So, I have wasted an entire workday trying to find an answer to this simple question.
This my final effort before I completely loose my marbles.
Can anyone, for the love of god please tell me
How can I gradually fade away a black matte, from 100% opacity to 0% opacity, across the entire image, from top to bottom.
I'm trying to hide a top of someone's face with black gradient, the face is already partly in the shadow.
I've tried using the 'edge feather' -tool which is useless in this case, using directional blur with terrible results, and finally masking the opacity, which so far is the most effective way, (and most likely the correct one) but somehow I just can't fade the matte gradually.
Apparently no other person on this planet has had this issue and I'm just an idiot. I have come to this conclusion after going through hundreds of forum posts and tutorial videos with nothing even close to my issue.
1) Create a video clip of black
Drop it on the timeline on a track above the clip I wanted to fix
Create an opacity mask on the black video clip
Feather the mask and adjust to taste
Add a fade in and fade out on the black clip
Depending on the horsepower of your computer, you many need to render the clip before being able to see the effect in real time.
Thank you MtD for a quick response.
That was pretty much what I did before, just failed miserably with the mask settings.
After reading your reply and calming my nerves I managed to get over this issue... Finally!
Meg The Dog's answer would work. Another way to do this is to create a rectangle in an essential graphic with a gradient fill.
In the File/Edit menu at the top of the screen click Graphics > New Layer > Rectangle. Adjust the Rectangle size in your program monitor with the blue dots on the corners.
In the Essential graphics window (Window > Essential Graphics if it isn't already open) click the Edit tab, then click Shape 01. Scroll down and click the grey box next to fill.
In the Color Picker box that pops up change from Solid to Linear Gradient. Click the arrows in the gradient bar to change the color, the arrows on top are the opacity level and the arrows on the bottom are the color. For your question you will want to make both the bottom arrows black and make one of the top arrows 100% and on 0%.
If you want to add more colors or opacity levels in between the arrows just click an empty space between them.
Excellent suggestion. There are normally alternate ways of doing X, many not ... obvious, to be polite ... and sometimes quicker & more elegant a solution than the expected solutions.
There is an easier way to do this since Pr 13.n at least.
1. Make a shape using the shape tool in the tools panel
2. Click on the Fill swatch
3. Set the Gradient pulldown as needed
4. Set all your color/opacity stops as needed
It looks like this:
Hey, thanks for posting that James ... again, even simpler ...
Interesting, didn't know there were rectangle or ellipse tools.
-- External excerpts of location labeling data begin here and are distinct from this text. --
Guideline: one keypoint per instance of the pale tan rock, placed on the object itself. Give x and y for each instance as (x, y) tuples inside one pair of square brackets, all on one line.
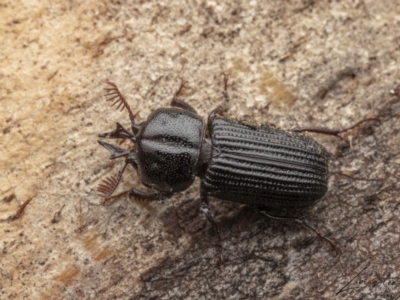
[(280, 55)]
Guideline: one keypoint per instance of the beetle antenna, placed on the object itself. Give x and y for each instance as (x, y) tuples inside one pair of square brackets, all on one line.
[(113, 94), (119, 133), (114, 150)]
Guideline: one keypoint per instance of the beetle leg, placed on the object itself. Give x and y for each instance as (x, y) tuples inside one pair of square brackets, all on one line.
[(108, 186), (304, 224), (222, 108), (334, 132), (180, 103), (114, 150), (140, 195), (205, 208)]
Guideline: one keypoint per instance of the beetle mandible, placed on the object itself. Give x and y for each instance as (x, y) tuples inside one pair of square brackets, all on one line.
[(258, 165)]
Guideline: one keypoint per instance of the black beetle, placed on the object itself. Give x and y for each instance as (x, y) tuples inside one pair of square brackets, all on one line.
[(258, 165)]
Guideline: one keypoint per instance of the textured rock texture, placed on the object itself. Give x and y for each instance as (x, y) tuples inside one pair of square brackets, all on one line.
[(291, 63)]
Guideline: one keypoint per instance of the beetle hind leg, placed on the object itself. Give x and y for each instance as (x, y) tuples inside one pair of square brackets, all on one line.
[(304, 224), (334, 132), (205, 208)]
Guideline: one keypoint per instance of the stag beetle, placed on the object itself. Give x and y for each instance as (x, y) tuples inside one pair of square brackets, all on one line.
[(259, 165)]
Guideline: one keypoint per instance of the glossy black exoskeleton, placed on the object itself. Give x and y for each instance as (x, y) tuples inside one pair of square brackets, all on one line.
[(258, 165)]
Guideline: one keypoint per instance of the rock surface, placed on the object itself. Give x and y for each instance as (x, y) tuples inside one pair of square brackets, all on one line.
[(291, 63)]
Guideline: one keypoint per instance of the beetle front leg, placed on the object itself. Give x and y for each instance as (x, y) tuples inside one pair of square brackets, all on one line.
[(222, 108), (180, 103), (140, 195)]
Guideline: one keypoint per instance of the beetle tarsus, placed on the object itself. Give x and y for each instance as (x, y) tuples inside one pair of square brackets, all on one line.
[(113, 94), (119, 133)]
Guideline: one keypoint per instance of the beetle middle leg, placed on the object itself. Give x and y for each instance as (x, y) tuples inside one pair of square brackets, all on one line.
[(303, 223)]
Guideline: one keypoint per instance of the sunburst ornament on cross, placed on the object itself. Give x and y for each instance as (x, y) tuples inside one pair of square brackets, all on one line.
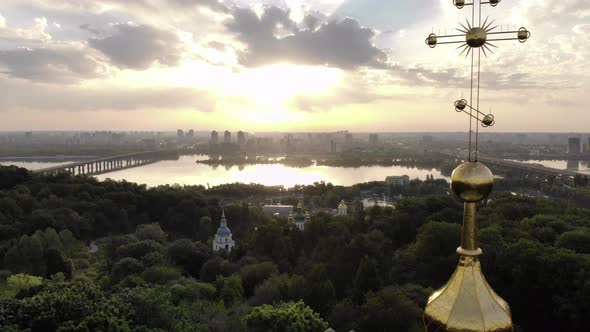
[(467, 302), (476, 37)]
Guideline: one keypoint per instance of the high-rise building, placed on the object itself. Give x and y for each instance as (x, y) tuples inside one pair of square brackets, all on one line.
[(214, 137), (333, 147), (374, 139), (574, 145), (241, 137), (299, 218), (348, 139)]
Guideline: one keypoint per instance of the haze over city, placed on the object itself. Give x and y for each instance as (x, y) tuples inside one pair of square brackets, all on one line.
[(282, 65)]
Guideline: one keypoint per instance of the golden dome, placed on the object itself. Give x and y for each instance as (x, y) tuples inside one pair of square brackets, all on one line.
[(472, 181), (467, 303)]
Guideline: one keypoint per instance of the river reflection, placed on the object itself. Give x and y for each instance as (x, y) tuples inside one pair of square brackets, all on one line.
[(572, 165), (185, 171)]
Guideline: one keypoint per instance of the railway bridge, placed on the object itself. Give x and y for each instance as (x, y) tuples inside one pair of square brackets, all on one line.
[(113, 163)]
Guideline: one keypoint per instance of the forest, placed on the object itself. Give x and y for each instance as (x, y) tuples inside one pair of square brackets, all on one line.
[(77, 254)]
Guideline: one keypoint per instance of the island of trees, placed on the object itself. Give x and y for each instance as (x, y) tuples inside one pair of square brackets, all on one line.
[(77, 254)]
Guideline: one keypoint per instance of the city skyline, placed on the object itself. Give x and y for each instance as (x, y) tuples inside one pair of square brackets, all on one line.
[(293, 66)]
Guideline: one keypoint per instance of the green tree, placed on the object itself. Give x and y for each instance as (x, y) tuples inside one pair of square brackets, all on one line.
[(150, 232), (18, 282), (287, 317), (366, 279), (189, 255), (254, 274), (56, 262), (319, 290), (230, 289), (389, 310)]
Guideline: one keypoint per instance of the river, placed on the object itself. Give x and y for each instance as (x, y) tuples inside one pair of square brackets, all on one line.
[(185, 171)]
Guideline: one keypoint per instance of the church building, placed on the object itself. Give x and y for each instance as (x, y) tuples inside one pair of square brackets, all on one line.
[(223, 238)]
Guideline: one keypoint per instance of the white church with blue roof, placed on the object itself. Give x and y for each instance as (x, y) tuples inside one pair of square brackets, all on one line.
[(223, 238)]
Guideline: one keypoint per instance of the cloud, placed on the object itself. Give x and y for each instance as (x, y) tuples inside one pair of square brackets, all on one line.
[(139, 46), (72, 98), (63, 64), (344, 44)]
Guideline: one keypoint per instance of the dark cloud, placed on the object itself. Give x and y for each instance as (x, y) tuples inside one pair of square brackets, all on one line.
[(90, 28), (66, 64), (139, 46), (345, 43)]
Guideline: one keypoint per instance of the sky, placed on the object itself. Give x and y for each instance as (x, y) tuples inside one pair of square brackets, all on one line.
[(285, 65)]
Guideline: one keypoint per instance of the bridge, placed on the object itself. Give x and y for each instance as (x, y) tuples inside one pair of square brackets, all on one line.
[(113, 163), (533, 168), (530, 167)]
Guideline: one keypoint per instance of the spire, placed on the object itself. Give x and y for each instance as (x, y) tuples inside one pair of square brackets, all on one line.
[(223, 221), (467, 302)]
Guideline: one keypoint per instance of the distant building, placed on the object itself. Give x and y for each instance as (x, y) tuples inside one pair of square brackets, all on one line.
[(574, 145), (223, 238), (348, 139), (401, 181), (214, 137), (373, 139), (333, 148), (241, 137), (282, 211), (299, 218), (342, 209)]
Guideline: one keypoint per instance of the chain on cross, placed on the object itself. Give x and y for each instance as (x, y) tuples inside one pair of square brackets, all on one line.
[(476, 36)]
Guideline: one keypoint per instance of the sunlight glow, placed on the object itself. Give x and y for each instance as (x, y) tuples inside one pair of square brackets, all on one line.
[(275, 84)]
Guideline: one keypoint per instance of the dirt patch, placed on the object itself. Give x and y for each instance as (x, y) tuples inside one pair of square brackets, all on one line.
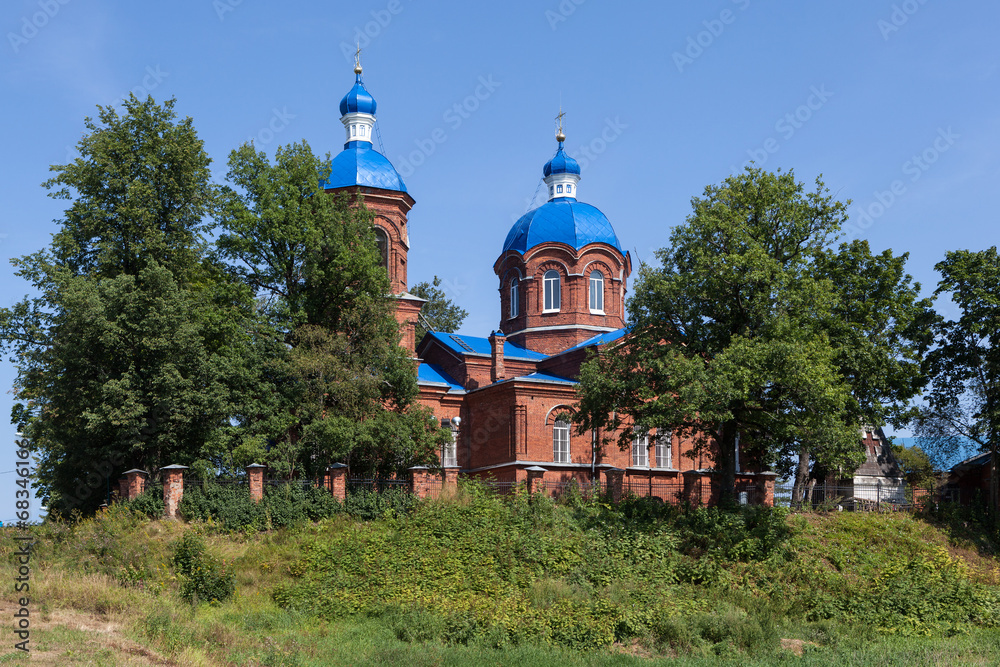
[(102, 635), (797, 646)]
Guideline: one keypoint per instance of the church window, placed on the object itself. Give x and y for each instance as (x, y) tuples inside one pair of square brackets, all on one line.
[(513, 298), (640, 448), (560, 442), (449, 452), (664, 454), (551, 286), (382, 240), (596, 292)]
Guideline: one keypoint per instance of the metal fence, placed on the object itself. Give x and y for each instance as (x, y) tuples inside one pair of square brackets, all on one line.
[(891, 497)]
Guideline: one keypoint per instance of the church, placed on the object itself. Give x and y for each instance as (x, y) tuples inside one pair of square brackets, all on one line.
[(562, 278)]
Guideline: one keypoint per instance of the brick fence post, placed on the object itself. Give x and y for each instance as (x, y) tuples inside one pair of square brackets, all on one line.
[(173, 489), (765, 488), (614, 479), (255, 478), (450, 484), (336, 474), (536, 478), (135, 483)]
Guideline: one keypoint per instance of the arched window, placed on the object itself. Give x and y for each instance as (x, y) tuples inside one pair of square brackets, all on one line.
[(640, 448), (560, 442), (551, 286), (382, 240), (449, 453), (596, 292), (513, 297), (664, 452)]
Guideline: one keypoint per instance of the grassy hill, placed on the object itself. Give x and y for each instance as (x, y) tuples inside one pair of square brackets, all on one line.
[(478, 580)]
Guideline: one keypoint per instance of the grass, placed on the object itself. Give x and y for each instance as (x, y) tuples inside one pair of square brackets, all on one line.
[(474, 580)]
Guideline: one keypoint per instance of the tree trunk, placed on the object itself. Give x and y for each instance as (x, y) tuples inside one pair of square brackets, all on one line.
[(801, 477), (726, 461)]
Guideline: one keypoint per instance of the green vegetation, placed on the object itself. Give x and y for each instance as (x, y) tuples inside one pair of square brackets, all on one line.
[(756, 326), (477, 579)]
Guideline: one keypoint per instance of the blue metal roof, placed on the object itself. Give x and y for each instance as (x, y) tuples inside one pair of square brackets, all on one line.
[(564, 220), (475, 345), (561, 164), (546, 377), (600, 339), (360, 164), (358, 100), (433, 374)]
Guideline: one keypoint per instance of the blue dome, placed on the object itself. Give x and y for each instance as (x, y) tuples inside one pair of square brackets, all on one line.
[(561, 164), (358, 100), (564, 220), (360, 164)]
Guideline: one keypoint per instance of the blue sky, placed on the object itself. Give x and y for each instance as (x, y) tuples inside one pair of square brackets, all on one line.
[(893, 102)]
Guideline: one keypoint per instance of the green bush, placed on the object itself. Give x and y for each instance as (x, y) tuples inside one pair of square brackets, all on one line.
[(205, 579), (149, 502), (370, 504)]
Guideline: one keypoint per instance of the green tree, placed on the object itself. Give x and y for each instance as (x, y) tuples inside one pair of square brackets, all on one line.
[(750, 328), (915, 464), (134, 351), (313, 262), (963, 404), (439, 313)]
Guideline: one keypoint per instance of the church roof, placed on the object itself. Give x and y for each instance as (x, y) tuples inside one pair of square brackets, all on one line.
[(464, 345), (432, 374), (563, 220), (360, 164)]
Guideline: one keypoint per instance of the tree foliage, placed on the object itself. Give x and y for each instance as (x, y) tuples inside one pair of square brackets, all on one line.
[(963, 404), (439, 313), (135, 350), (755, 326)]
They're kind of placed in a strange spot, you'd think it would be grouped in with the text tool since they are both tools for Essential Graphics.
Thanks for your post.
I tried that as well, but I guess in my frustration I couldn't make sense of the controls.
I'll try that again next time!
I followed Tucker's instructions and it works well, one thing I needed to change was the gradient direction from horizontal to vertical. That's the gradient line from Jame's photo, move those point up and down, and then it works. Between Tucker and James it's just a difference of how you get the rectangle.
Good point, Myer. Yes that blue line is the Direct Manipulation UI for Gradients. You can set gradient Angle, Start, Stop and Mid Points with it right inside your Program Mon.
The people that help here are amazing, but honestly, there are answers for questions like this at YouTube that have very specific examples. I just watched one the other day opacity gradients that was really good.
I'm not sure I'm understanding. A bit more specifics of what you're trying to do would help. But I think you should create a new post with details about what you are trying to do, I think it may have actually nothing to do with the effect this thread is about.